Strategic Management and Decision Making

Operational Planning

Define precise time frames for completing each operational goal required for the organization’s tactical and strategic goals. Operational planning must be coordinated with the budget to allocate resources effectively.

Types of Plans

Single-use plans are developed for goals unlikely to be repeated. Standing plans provide guidance for recurring tasks or situations.

Contingency Planning and Scenario Building

In uncertain environments or with long time horizons, inflexible plans can hinder performance. Managers can develop multiple future alternatives for more adaptive plans. An extension of contingency planning is scenario building.

Strategic Management

Strategic management involves decisions and actions to formulate and execute strategies for a superior fit between the organization and its environment, achieving organizational goals.

Defining Strategy and Competitive Advantage

The first step is defining a strategy: the plan of action for resource allocation and activities to deal with the environment, achieve a competitive advantage, and attain goals. Competitive advantage sets the organization apart and provides a distinctive edge for meeting customer needs. Choosing how the organization will be different is key.

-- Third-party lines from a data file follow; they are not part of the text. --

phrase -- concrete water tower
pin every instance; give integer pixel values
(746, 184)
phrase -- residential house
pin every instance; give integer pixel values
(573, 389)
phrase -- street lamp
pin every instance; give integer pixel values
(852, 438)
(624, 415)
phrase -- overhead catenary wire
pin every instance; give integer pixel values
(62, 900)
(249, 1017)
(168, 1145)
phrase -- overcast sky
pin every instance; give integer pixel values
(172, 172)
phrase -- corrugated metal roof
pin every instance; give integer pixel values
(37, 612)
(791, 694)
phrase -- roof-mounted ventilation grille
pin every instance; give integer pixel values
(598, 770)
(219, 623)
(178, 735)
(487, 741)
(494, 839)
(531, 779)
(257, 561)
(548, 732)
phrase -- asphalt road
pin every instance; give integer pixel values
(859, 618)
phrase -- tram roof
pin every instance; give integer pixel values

Key Strategic Considerations

  • Target customers: An effective strategy defines the target customers and their needs.
  • Core competence: Something the organization does exceptionally well compared to competitors, providing a competitive advantage through unique expertise.
  • Synergy: When organizational parts interact to produce a joint effect greater than the sum of their individual parts.

Strategy Formulation vs. Strategy Execution

Strategy formulation involves planning and decision-making to establish goals and develop a strategic plan, including assessing the external and internal environments. Strategy execution uses managerial and organizational tools to direct resources toward achieving strategic results.

SWOT Analysis

Strengths are positive internal characteristics to exploit for achieving goals. Weaknesses are internal characteristics that might hinder performance.

The BCG Matrix

This matrix categorizes businesses based on market share and industry growth:

  • Star: Large market share in a rapidly growing industry, with high growth potential.
  • Cash Cow: Dominant business in a mature, slow-growth industry, generating positive cash flow.
  • Question Mark: Small market share in a rapidly growing industry, with potential but also risk.
  • Dog: Poor performer with a small share of a slow-growth market.

Decision Making

Decision making is identifying and resolving problems and opportunities. It involves effort before and after the actual choice.

Types of Decisions

Programmed decisions address frequently occurring situations with established decision rules. Nonprogrammed decisions address unique, poorly defined, unstructured situations with significant consequences.